Saturday, March 09, 2013

Defining those Definitions

Cryptic Crosswords
Part Three

So, last time we looked at Cryptic Crosswords, we examined one of the simpler types of clue, the double definition. We learned that the key to solving them is to identify where to split the clue into its constituent definitions and then try to solve for each one.

I left you with five double-definition clues to try and fill in on our crossword 'One Small Step', today we're going to work through them so, if you haven't already read the other posts on Cryptic Crosswords please do so, as unusually I'm giving answers here for puzzles that were set in a different post - and I don't want to take away your chance to have a go at them.

1 Across. Detect smell (5)

So, this at least should have been an easy clue to find the split for, with only two words there cannot be any link-words and therefore each definition must be a single word. Always remember to try not to think of the clue as a whole, but as two separate units.

Detect Smell

It looks like we should be looking for a word for 'a smell' like 'scent' or 'aroma' but here we are actually looking for a word which means 'to smell' this is a common trick of crossword solvers.

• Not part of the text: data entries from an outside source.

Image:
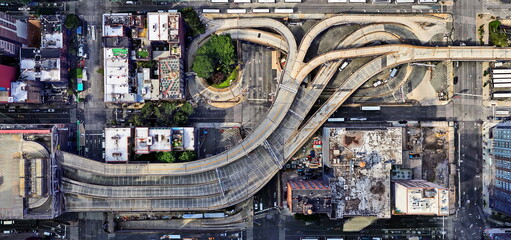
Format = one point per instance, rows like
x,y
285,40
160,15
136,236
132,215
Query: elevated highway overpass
x,y
98,186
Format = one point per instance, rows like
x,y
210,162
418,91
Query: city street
x,y
37,115
468,222
93,111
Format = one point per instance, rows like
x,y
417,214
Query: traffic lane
x,y
38,117
306,7
94,146
393,113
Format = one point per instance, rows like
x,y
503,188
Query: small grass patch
x,y
498,36
142,53
79,73
227,82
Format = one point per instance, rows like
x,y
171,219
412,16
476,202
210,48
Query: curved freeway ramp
x,y
243,175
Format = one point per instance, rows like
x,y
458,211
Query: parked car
x,y
344,64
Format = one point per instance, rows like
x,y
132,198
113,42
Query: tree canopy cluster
x,y
170,157
216,57
193,21
72,21
498,36
162,114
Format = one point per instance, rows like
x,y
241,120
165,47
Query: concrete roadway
x,y
394,113
419,50
312,7
468,110
35,116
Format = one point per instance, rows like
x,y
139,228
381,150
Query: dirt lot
x,y
434,155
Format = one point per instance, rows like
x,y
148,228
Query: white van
x,y
344,64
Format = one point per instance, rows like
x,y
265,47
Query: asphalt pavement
x,y
37,114
468,110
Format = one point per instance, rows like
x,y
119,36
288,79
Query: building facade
x,y
500,191
13,34
420,197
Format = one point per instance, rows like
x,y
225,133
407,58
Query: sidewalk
x,y
487,164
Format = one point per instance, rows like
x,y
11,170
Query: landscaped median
x,y
216,61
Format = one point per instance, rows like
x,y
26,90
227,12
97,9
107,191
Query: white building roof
x,y
114,31
18,92
163,26
157,24
116,76
152,140
21,29
160,139
51,40
188,139
141,136
419,197
116,144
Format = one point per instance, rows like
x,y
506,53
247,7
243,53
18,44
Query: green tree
x,y
203,66
147,109
217,54
168,157
72,21
136,120
193,21
498,36
187,108
168,108
187,156
180,118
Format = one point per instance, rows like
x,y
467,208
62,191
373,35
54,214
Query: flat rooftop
x,y
420,197
117,144
361,162
152,140
183,138
116,74
171,86
12,202
114,23
163,26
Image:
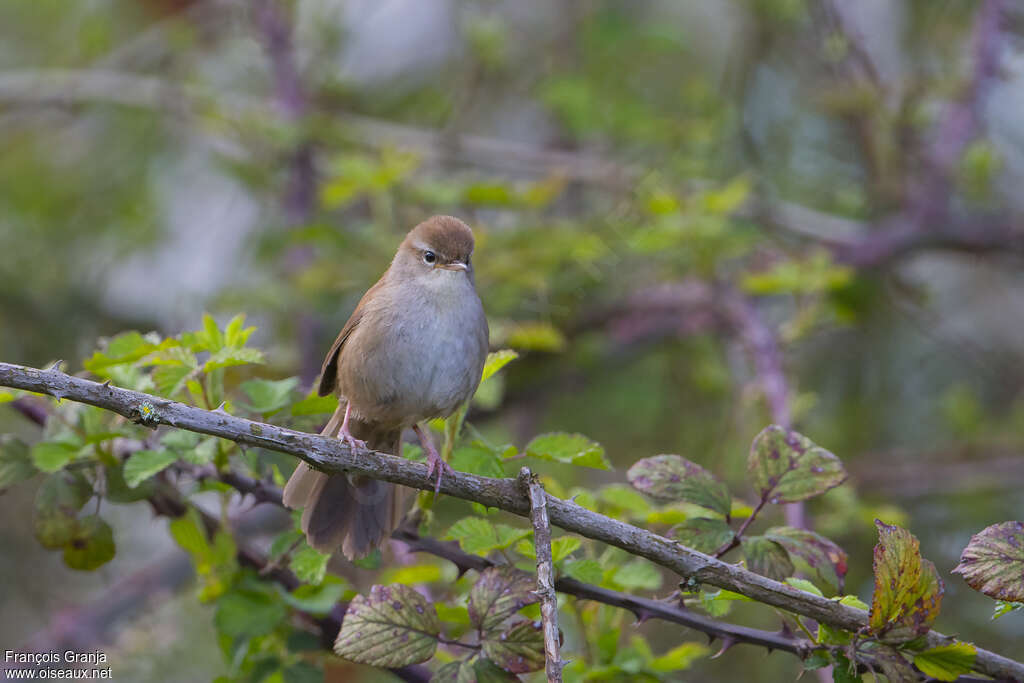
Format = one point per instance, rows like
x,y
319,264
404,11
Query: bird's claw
x,y
351,441
435,462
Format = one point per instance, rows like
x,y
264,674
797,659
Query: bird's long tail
x,y
347,510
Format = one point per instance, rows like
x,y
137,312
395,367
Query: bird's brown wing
x,y
329,371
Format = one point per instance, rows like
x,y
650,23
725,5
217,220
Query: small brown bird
x,y
413,350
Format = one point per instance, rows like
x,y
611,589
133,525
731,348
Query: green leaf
x,y
563,547
766,557
248,612
638,574
993,561
477,459
392,627
479,537
460,671
268,396
907,589
537,337
704,535
517,649
52,456
895,667
170,379
679,657
188,531
1003,608
571,449
624,501
91,546
817,659
57,502
804,585
228,356
787,467
844,671
313,404
587,570
125,348
144,464
500,593
309,565
671,478
496,360
315,599
818,552
15,461
946,663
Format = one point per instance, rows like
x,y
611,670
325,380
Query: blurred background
x,y
692,219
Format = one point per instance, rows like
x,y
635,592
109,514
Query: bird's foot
x,y
435,462
349,440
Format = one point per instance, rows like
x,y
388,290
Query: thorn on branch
x,y
531,486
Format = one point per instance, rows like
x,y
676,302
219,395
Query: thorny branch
x,y
333,456
534,489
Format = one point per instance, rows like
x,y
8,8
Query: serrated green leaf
x,y
537,337
91,546
249,612
853,601
946,663
563,547
1004,607
587,570
315,599
170,379
309,565
125,348
895,667
476,459
313,404
15,461
57,502
907,589
638,574
671,478
268,396
392,627
228,356
680,657
993,561
787,467
52,456
413,573
496,360
479,537
517,649
766,557
500,592
571,449
144,464
817,552
804,585
704,535
188,532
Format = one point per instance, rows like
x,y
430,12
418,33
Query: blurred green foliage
x,y
678,127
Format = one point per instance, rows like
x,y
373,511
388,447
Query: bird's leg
x,y
434,461
345,435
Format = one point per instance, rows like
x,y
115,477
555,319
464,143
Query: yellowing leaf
x,y
993,561
392,627
907,589
787,467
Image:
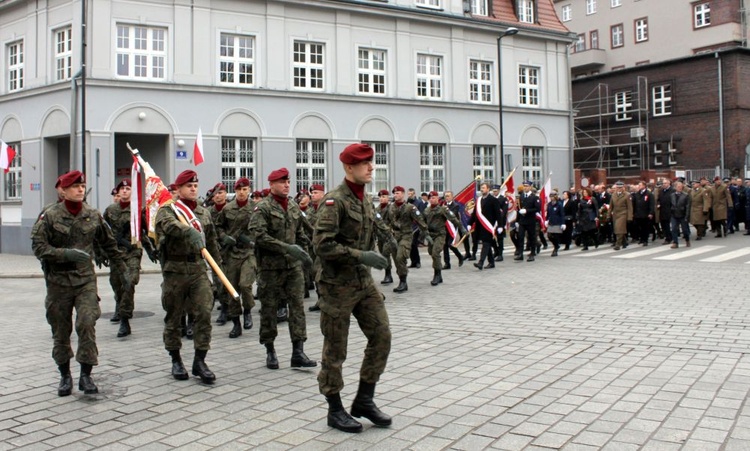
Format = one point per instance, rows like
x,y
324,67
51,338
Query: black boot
x,y
437,278
124,328
339,418
364,406
299,359
401,285
178,369
248,320
388,279
66,380
200,368
85,384
272,362
237,329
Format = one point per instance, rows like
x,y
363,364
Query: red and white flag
x,y
7,154
198,149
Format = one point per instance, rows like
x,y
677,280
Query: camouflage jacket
x,y
272,229
57,229
177,254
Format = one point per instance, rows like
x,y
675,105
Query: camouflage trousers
x,y
276,287
338,304
241,274
186,293
436,249
125,299
59,304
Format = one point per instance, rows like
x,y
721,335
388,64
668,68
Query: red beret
x,y
242,181
71,178
279,174
186,176
356,153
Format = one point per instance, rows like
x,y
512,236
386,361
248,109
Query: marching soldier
x,y
277,228
238,256
401,216
435,216
64,239
186,288
344,241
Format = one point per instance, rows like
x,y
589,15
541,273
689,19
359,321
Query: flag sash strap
x,y
482,219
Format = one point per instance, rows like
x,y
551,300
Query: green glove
x,y
298,253
76,255
374,259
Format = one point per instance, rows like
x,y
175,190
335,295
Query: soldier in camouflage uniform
x,y
63,239
185,286
345,241
239,257
435,216
277,228
401,216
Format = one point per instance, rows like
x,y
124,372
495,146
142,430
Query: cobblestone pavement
x,y
572,353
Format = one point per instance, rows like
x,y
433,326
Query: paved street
x,y
645,348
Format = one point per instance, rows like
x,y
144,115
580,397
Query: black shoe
x,y
124,330
178,371
86,385
66,385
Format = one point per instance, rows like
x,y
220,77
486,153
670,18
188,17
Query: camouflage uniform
x,y
346,227
118,219
185,287
280,275
72,285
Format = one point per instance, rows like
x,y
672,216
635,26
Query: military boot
x,y
388,279
178,369
339,418
364,406
237,329
272,362
66,380
200,368
124,330
299,359
401,285
85,384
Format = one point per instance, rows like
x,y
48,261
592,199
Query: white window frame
x,y
528,85
311,163
533,164
12,180
567,13
702,15
15,61
480,81
371,71
141,63
432,167
623,105
308,66
63,47
236,59
590,7
238,158
429,76
661,100
484,161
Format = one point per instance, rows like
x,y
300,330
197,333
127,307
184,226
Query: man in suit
x,y
529,205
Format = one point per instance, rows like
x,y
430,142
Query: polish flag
x,y
198,149
7,154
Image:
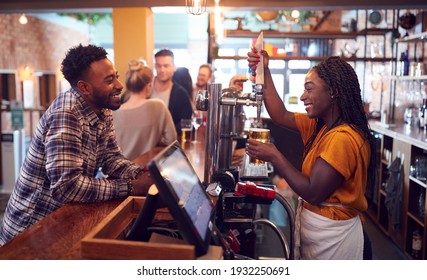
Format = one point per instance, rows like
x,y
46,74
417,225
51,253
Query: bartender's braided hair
x,y
78,60
342,79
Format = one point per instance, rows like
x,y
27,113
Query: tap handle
x,y
202,100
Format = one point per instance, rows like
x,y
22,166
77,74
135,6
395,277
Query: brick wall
x,y
39,44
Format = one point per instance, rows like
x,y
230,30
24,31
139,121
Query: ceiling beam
x,y
54,5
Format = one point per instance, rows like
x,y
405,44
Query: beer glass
x,y
186,128
258,134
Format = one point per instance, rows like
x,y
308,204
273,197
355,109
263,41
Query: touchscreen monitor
x,y
182,192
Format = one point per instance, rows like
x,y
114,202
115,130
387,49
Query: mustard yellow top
x,y
349,153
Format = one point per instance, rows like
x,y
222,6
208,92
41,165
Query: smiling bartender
x,y
74,137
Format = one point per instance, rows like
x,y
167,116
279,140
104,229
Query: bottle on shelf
x,y
422,205
400,64
416,244
423,114
406,63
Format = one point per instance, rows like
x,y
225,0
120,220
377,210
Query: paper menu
x,y
259,45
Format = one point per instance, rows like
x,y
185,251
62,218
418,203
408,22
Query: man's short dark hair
x,y
78,60
207,66
164,52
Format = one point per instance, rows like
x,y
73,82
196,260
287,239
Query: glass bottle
x,y
422,114
416,244
421,204
406,63
400,64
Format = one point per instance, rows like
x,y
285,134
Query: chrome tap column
x,y
220,105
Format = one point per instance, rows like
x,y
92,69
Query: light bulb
x,y
195,7
23,19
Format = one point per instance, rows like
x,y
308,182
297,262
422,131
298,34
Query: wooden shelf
x,y
415,218
294,35
419,182
408,78
308,35
413,38
313,58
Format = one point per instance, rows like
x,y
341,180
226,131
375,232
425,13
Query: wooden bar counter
x,y
58,236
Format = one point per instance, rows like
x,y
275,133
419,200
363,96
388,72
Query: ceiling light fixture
x,y
195,7
23,19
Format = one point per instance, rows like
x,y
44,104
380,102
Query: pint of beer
x,y
186,128
259,134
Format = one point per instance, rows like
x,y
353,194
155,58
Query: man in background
x,y
203,78
173,95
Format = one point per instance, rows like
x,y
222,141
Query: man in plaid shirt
x,y
74,138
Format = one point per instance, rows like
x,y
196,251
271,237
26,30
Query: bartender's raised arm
x,y
274,104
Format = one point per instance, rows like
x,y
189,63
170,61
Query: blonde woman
x,y
142,123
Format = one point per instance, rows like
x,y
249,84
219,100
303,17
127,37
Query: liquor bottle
x,y
400,65
422,205
406,63
422,114
416,244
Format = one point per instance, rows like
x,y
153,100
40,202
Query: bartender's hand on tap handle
x,y
262,151
254,57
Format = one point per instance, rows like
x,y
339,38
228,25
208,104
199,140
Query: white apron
x,y
321,238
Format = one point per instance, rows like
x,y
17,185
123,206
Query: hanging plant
x,y
91,19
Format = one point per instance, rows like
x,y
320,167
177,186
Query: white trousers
x,y
320,238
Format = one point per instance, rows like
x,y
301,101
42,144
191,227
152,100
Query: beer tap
x,y
258,100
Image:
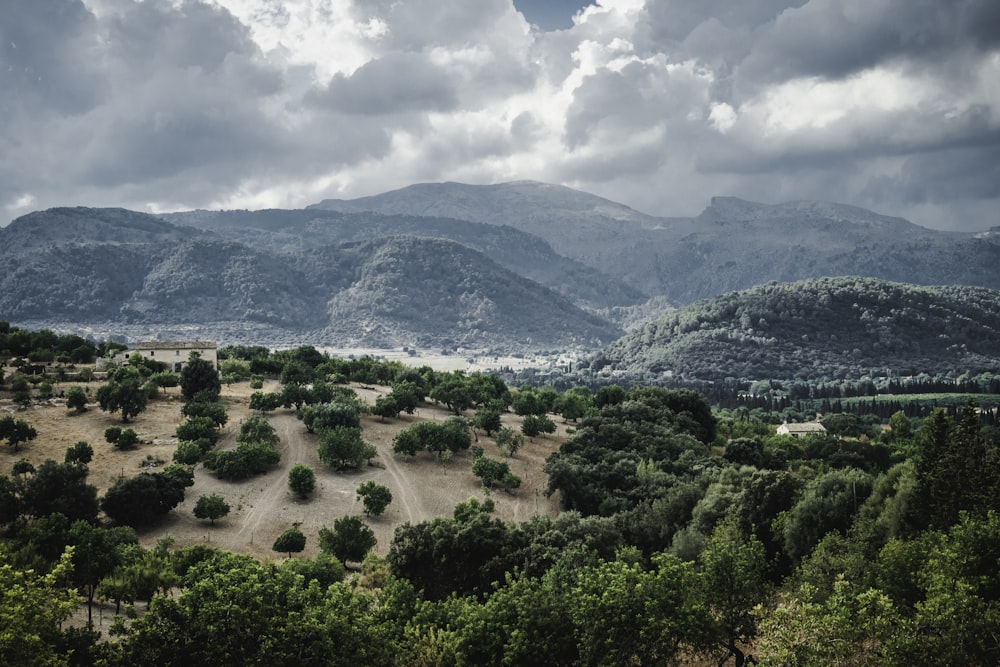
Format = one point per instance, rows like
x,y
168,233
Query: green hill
x,y
819,329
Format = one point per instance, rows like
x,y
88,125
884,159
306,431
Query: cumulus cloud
x,y
660,104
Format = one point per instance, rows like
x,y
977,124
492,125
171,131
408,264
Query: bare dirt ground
x,y
262,507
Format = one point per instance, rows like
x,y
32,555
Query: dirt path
x,y
262,507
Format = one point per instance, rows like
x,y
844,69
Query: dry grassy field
x,y
262,507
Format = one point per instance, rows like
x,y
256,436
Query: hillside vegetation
x,y
100,265
819,329
690,535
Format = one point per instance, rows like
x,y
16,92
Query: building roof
x,y
176,345
804,427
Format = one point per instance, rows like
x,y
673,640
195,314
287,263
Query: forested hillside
x,y
819,330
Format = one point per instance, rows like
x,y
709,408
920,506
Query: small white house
x,y
175,354
799,430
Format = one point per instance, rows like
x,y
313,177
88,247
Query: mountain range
x,y
515,267
818,329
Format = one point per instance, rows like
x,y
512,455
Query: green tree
x,y
291,541
297,373
572,405
342,447
301,480
257,429
76,399
234,610
200,375
509,441
611,394
385,408
526,402
330,415
407,396
733,582
211,507
33,608
264,402
122,439
828,503
16,432
487,419
188,453
490,471
60,488
454,391
200,429
376,497
81,453
139,501
350,539
533,425
126,395
210,410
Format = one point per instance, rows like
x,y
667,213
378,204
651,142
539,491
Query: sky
x,y
163,105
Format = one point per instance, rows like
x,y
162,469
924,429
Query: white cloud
x,y
660,104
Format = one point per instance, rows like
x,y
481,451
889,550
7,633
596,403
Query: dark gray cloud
x,y
397,83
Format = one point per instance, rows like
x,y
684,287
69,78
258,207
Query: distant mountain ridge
x,y
388,291
437,263
732,245
820,329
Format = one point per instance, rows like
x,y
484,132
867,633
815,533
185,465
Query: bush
x,y
211,507
301,480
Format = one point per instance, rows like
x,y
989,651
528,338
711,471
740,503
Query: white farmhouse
x,y
799,430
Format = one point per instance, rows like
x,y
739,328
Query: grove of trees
x,y
687,532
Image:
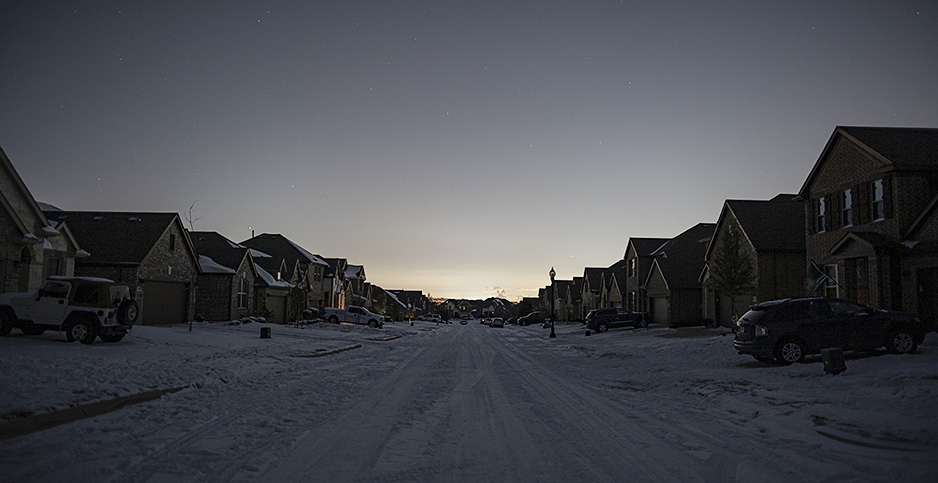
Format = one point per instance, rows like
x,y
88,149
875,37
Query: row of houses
x,y
863,227
177,275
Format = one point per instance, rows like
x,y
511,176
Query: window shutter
x,y
887,196
861,204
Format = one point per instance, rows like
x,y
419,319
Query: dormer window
x,y
877,208
820,209
847,204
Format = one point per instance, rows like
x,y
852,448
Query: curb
x,y
41,422
328,353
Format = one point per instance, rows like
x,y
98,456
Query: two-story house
x,y
769,235
869,218
638,257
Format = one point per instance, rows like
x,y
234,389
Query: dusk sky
x,y
458,148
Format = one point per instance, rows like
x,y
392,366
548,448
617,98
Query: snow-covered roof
x,y
269,279
210,266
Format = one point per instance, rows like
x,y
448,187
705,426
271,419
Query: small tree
x,y
732,273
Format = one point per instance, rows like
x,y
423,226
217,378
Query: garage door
x,y
278,306
659,310
164,303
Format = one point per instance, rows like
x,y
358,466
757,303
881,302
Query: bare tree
x,y
190,216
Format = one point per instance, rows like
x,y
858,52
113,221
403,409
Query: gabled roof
x,y
7,166
122,238
775,225
897,147
644,247
681,259
279,246
593,278
220,250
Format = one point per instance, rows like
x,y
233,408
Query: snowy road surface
x,y
473,403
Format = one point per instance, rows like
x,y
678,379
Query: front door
x,y
928,296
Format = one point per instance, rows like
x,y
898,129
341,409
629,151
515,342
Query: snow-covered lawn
x,y
462,403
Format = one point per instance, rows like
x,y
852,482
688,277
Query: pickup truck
x,y
354,315
85,308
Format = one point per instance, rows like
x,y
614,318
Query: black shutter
x,y
861,204
887,197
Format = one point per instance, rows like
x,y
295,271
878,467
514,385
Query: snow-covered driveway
x,y
467,403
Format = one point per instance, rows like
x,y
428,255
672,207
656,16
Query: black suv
x,y
602,320
788,330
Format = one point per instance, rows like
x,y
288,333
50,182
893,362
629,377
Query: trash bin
x,y
833,360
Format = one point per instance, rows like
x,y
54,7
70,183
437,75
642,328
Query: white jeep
x,y
83,307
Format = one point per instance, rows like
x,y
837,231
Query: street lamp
x,y
553,334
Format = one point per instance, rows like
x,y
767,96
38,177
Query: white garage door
x,y
164,303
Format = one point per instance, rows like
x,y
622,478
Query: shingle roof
x,y
682,258
220,249
773,225
905,147
113,237
646,246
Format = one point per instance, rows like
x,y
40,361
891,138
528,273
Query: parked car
x,y
84,307
788,330
601,320
532,318
355,315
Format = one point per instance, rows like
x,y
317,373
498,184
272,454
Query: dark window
x,y
847,207
877,207
820,210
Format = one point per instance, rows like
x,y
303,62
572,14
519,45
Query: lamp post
x,y
552,333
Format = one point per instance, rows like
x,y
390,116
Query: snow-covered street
x,y
462,403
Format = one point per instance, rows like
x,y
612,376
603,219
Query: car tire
x,y
790,350
901,341
82,330
32,329
127,312
6,322
111,338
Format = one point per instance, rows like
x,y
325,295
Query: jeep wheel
x,y
900,341
81,330
113,337
6,322
789,351
127,312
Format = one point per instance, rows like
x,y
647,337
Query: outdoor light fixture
x,y
553,334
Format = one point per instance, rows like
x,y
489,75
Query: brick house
x,y
771,236
31,247
673,286
638,258
870,218
289,262
149,252
226,285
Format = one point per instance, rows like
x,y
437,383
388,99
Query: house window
x,y
243,293
847,203
830,282
876,201
821,210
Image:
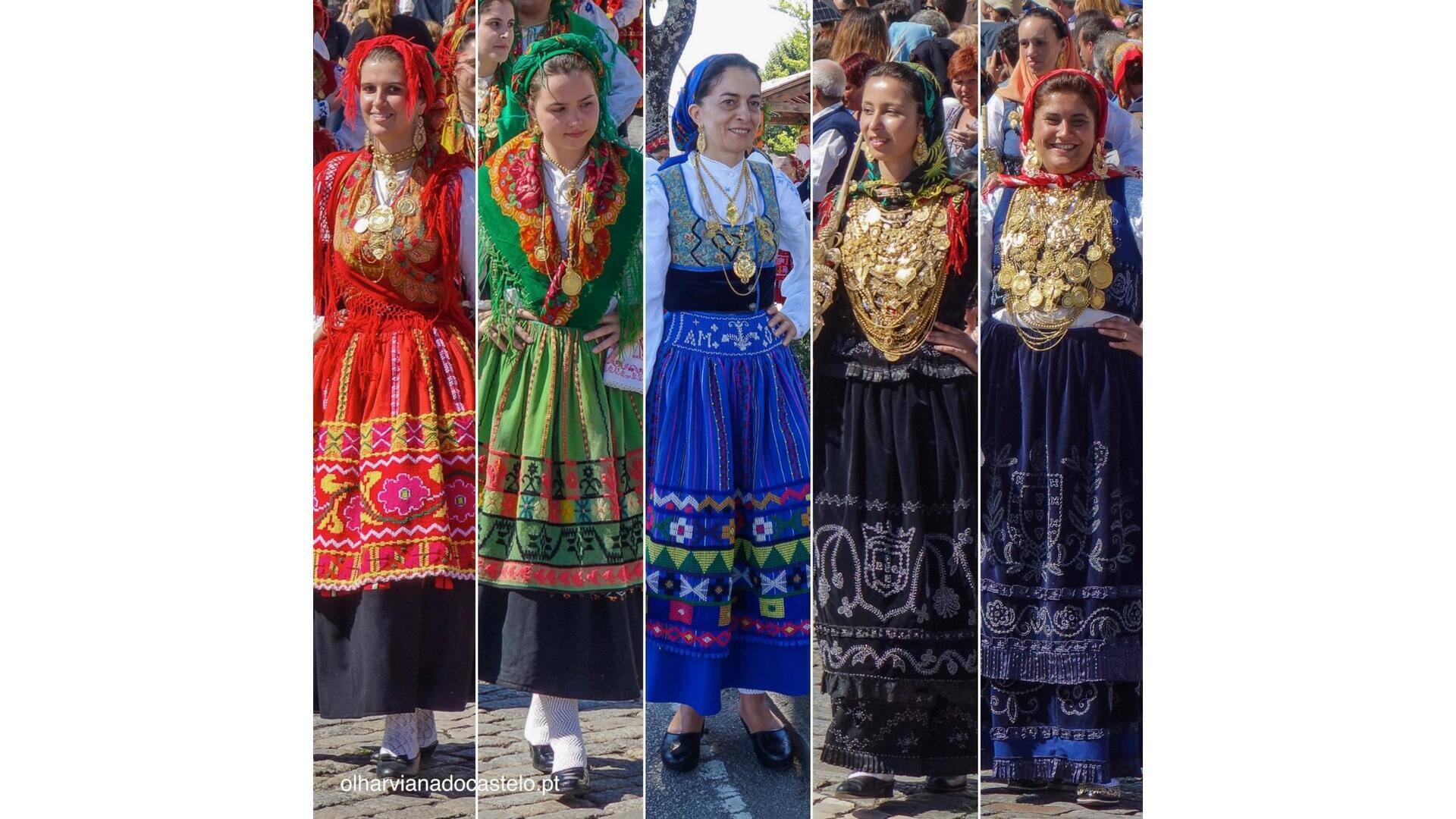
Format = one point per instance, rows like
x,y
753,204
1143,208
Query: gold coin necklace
x,y
577,199
1056,260
745,264
383,222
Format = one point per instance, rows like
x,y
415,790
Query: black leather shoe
x,y
394,767
571,781
946,784
680,749
542,757
424,752
772,746
865,787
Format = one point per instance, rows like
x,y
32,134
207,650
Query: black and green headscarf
x,y
934,175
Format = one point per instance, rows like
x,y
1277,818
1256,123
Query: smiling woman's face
x,y
731,111
566,110
1065,131
890,118
382,101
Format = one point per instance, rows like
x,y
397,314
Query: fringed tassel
x,y
959,224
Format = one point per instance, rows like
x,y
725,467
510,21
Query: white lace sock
x,y
536,729
400,736
568,749
425,727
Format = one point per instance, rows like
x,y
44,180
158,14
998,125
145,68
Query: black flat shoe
x,y
394,767
772,746
680,749
424,752
946,784
571,781
542,757
865,787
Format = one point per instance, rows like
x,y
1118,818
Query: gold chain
x,y
1056,260
893,267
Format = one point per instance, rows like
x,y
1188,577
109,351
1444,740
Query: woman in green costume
x,y
561,509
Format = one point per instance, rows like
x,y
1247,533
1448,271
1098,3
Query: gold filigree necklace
x,y
1056,260
383,222
893,262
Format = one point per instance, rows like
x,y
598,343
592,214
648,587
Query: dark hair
x,y
1092,25
1009,44
1047,15
1069,83
856,66
715,72
954,11
897,11
906,74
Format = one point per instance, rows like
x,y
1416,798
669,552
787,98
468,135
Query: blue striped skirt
x,y
728,512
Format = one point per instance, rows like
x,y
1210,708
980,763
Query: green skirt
x,y
561,458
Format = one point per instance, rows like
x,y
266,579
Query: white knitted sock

Don't forget to consider whether a word might change from a noun to a verb or adjective once it's removed from the context of the clue and taken in isolation. 

A word which means 'to detect' is 'sense', and 'to smell' something is to 'sense' it with you nose.

17 Across. North-Western meat stew

The split could fall in several places in this clue, but actually it falls in the logical place here.

North-Western Meat Stew

Now North-Western is crossword language for a few things, but its use here is in place of an actual region. Cumbria, Manchester, Liverpool are your best bets for crossword answers in the North West, the fact that is an adjective means we're looking for an adjective as the answer too. 

Meat Stew is here as a noun and with no trickery at all, it's just a more obscure word you're looking for, especially if you're from the South. The answer you're looking for is 'Scouse' a slang term for Liverpudlian and a meat stew.

5 Down. When the boys are high the girls are low.

A great example of two key concepts in cross-wording, firstly the clue tries to tell a story to hide the fact that it is a double definition. Secondly it's about musical terminology and this is a firm favourite with cryptic crossword setters.

When the boys are high the girls are low

We have link words here too, all that we are interested in is 'boys are high' and 'girls are low' and the gender and musical connotations should lead you to singing voices. 'Alto' is the highest male, and lowest female singing voice.

12 Down. Detective won gold medal for running and jumping.

Here, once again the split should be fairly obvious even if the setter has tried to make this look like a single statement. The interesting thing here is that despite the length of the clue there are no link words.

Detective won gold medal for running and jumping.

Now all you need is a bit of transatlantic trivia to arrive at TV detective Lewis and sprinter and long-jumper Carl Lewis.

15 Down. Aid one who takes a gamble (4)

This is a devilish little clue, one that I'm rather proud of. Again there are no link words but the split is a little harder to spot.

Aid one who takes a gamble 

Once you have the split of course the clue is a little simpler except for a tiny bit of word play. The second definition should actually be split again.

Aid one who takes a gamble 

The 'A' in the clue is presented as is, it isn't clued at all. What we're looking for is a word that, when preceded with 'a' means 'aid one who takes'. 'One who takes' is a thief and to aid a thief is to 'abet' and a bet is a gamble.